Feb 20, 2005 20:17
I don't know much about him really. So little, actually, that most times it's more convincing to my heart and mind to assume he was a ghost I created in my phantom land. All I know to be true of him is that when he spoke, it was almost always with a sly smile that made the wrinkles extending from the outer corners of his eyes come out and stretch their arms. His english accent laid on so thick that you could touch it as it permeated the burnt Arizona air. People were drawn to him. Every day a new stranger would stop by the Cabana and engage in endless conversations with him. He was a man every one proudly called their friend.
It was his smile that touched me first. It would spread itself across his face, through the smoke of his always lit cigarette, and plant itself across my own face. It was something unavoidable. To smile back at him was an urge as strong as the force of strings attached to either corner of my mouth and he, the puppeteer, gently pulling upwards on each of them.
He was my friend. I spent most of my sumer by his side on our little Cabana oasis planted amongst a sea of black asphalt and the standard 100 degree plus weather. He filled my loneliness and sadness I felt from moving back to the desert after a failed attempt of living out East on my own. My heart was bruised, sore, and broken. He nursed it back to life. We would lie on the leather couch in the heaven of the air conditioning, and smell of coffee beans, and just hold each other. We alternated between rubbing each others stocking feet and reading out loud the latest book I was reading. He was healing me without knowing.
I loved him as a friend, as one I felt I could trust with anything, including my sutured heart. I could have never known, nor prepared myself of the discovery to come a month later that he was the man my son would know as his father.
Mid-summer he had to return back to the foreign english country that loaned him to us all for the past year. I bit my tears with the pain of biting a bullet when the day arrived for his departure. We hugged goodbye as the angry sun looked over us. It would be the last time I ever felt his salt and pepper hair between my fingers, and the heat of his body embraced securely with my own. Our son was only a week in the making that day, and this was the closest he'd ever come to his father.

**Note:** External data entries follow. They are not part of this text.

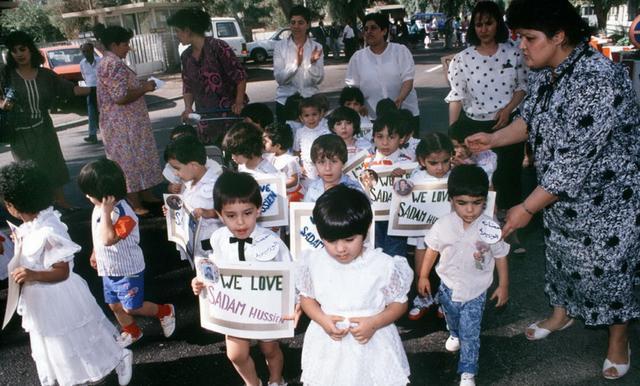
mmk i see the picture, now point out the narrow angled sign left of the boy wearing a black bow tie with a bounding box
[163,194,200,266]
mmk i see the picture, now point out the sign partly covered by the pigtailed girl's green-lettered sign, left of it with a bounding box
[358,162,418,221]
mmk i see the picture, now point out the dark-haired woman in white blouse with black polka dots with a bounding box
[445,1,527,217]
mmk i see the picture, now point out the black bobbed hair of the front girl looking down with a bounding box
[313,184,373,241]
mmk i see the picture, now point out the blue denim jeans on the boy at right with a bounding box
[436,283,487,374]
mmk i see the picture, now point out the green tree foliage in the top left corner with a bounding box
[0,1,63,42]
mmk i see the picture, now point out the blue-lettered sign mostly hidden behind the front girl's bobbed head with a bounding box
[289,202,375,259]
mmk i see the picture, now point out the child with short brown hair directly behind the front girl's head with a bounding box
[304,134,362,202]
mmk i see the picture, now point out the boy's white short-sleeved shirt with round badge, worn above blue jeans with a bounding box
[424,212,509,302]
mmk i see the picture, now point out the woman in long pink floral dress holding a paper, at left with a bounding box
[97,27,162,216]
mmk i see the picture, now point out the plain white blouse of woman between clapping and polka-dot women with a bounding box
[345,43,420,118]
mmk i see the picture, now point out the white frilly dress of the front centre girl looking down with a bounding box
[296,249,413,386]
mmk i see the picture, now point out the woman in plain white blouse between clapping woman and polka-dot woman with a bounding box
[345,13,420,134]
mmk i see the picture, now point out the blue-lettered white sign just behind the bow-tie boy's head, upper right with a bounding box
[253,173,289,228]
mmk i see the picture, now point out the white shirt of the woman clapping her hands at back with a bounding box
[273,37,324,105]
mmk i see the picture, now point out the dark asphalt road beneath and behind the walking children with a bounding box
[0,43,640,386]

I found out about my little boy almost a month to the date that he moved away. I let him know immediately, and he sounded genuinely excited at the news of having a son after being told his whole life by fertility specialists that he would never be able to father a child. I wanted to believe him when he said he would take care of us, that he loved us both, and would be here before our baby took his first breath... so I did.

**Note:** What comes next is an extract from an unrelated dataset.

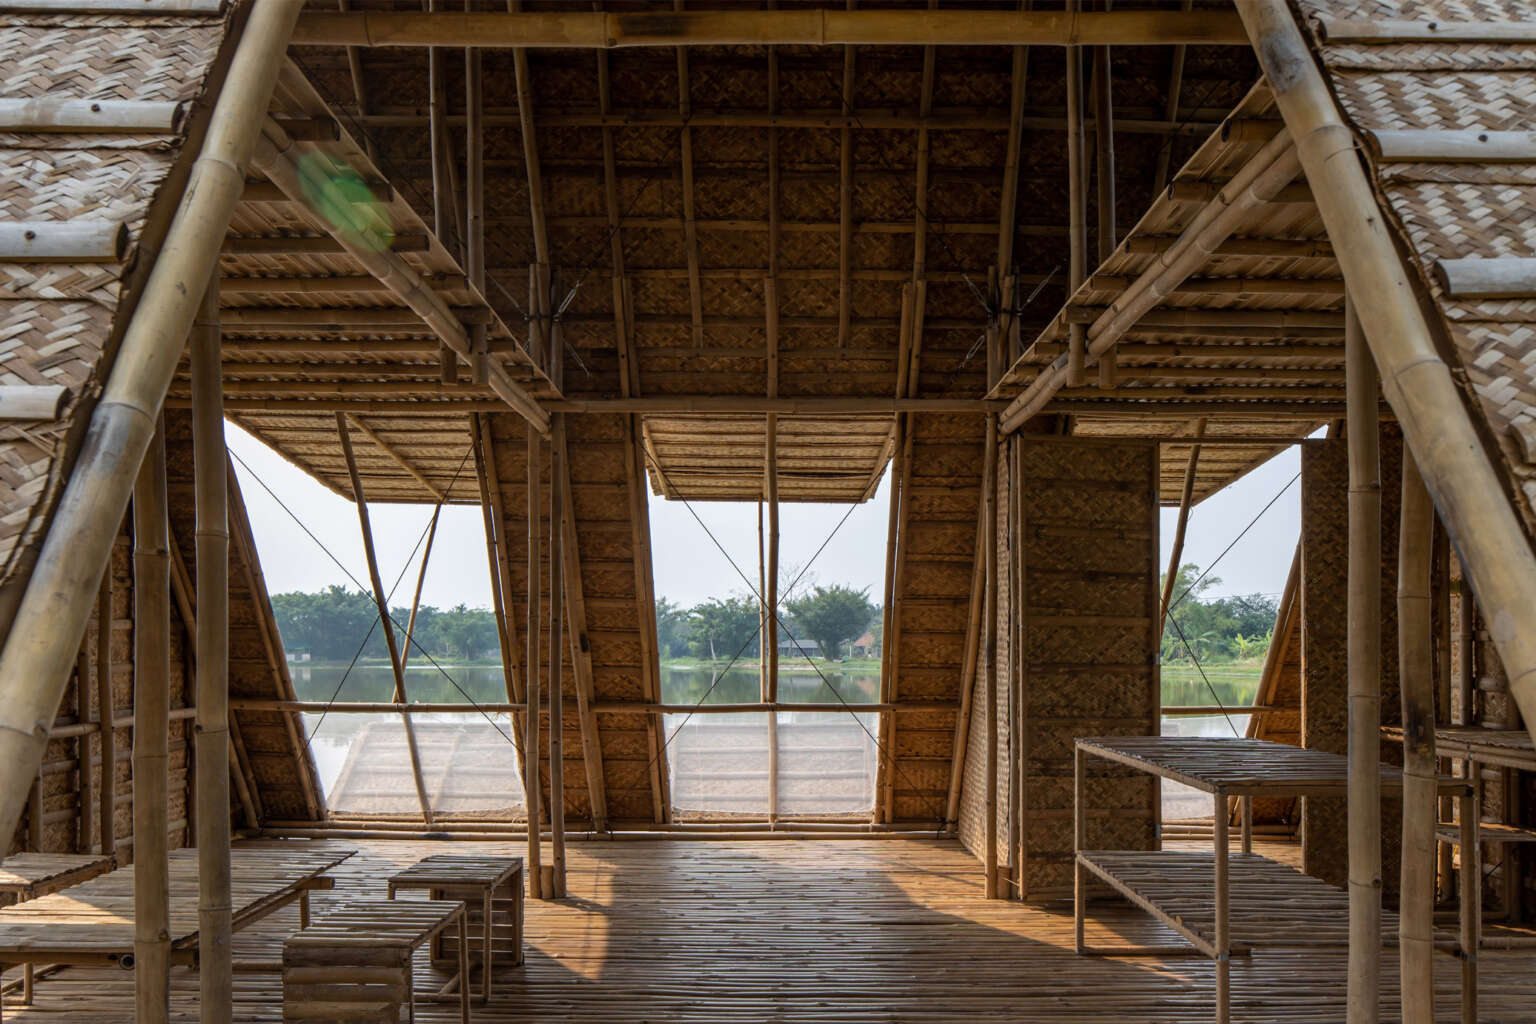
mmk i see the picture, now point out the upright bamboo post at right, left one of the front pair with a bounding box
[1344,299,1381,1024]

Over the course of my pregnancy his weekly calls turned into bi-weekly, than monthly, until there were none. Excuses for the absence of his voice and body were soon to be the only thing that filled the space between us. And yet I still held on to him. I still missed him. Still held him so highly in my mind with the benefit of the doubt that he'd come through somehow. Each day the reality of the situation ripped away my belief in him like the blanket from the clutched hand of a child until there was only a thread remaining from my security blanket of belief.

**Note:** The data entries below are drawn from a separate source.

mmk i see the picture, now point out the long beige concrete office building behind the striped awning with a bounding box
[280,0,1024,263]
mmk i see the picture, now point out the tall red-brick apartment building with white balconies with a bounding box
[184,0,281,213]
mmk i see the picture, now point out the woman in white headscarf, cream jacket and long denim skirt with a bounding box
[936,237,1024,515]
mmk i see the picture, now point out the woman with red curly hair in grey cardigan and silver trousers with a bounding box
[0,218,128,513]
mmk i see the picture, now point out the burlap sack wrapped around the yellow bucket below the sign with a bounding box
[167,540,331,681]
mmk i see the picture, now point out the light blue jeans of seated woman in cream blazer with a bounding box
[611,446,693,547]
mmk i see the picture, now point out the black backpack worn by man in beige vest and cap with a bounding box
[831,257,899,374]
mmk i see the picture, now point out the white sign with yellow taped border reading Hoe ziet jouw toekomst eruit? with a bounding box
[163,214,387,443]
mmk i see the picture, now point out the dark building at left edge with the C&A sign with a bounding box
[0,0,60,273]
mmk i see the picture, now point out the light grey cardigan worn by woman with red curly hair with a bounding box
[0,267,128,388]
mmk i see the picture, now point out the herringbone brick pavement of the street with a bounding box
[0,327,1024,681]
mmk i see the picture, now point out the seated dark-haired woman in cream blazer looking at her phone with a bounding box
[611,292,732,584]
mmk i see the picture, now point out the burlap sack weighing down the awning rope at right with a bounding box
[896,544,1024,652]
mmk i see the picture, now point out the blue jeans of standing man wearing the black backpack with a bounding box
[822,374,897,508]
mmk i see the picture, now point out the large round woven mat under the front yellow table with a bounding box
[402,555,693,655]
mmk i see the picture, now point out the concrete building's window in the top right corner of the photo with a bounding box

Sometimes we ingrain beliefs in our minds to give us the courage to prevail through otherwise unbearable times. We all do it every day to some degree. Ask anyone you pass by what they believe in, and though they may have to pause to ponder the question, I'm sure they will all be able to produce a decent list of their own personal, religious, scientific, or cultural beliefs. It's what makes us human, the choice of what/who to believe.
My belief in this english phantom was in vain, but it helped me be relatively healthy through this pregnancy, and carry a seemingly healthy baby boy, that otherwise, I don't know I would have had the strength to endure. I run my hand over my swollen, stretched out, aching belly, and whisper heart-filled I love yous to my unborn son. Every time I say those three words to him I'm embedding with them a silent promise to always be here for him to believe in for love, shelter, comfort, and strength... beliefs that every child should have in their mother.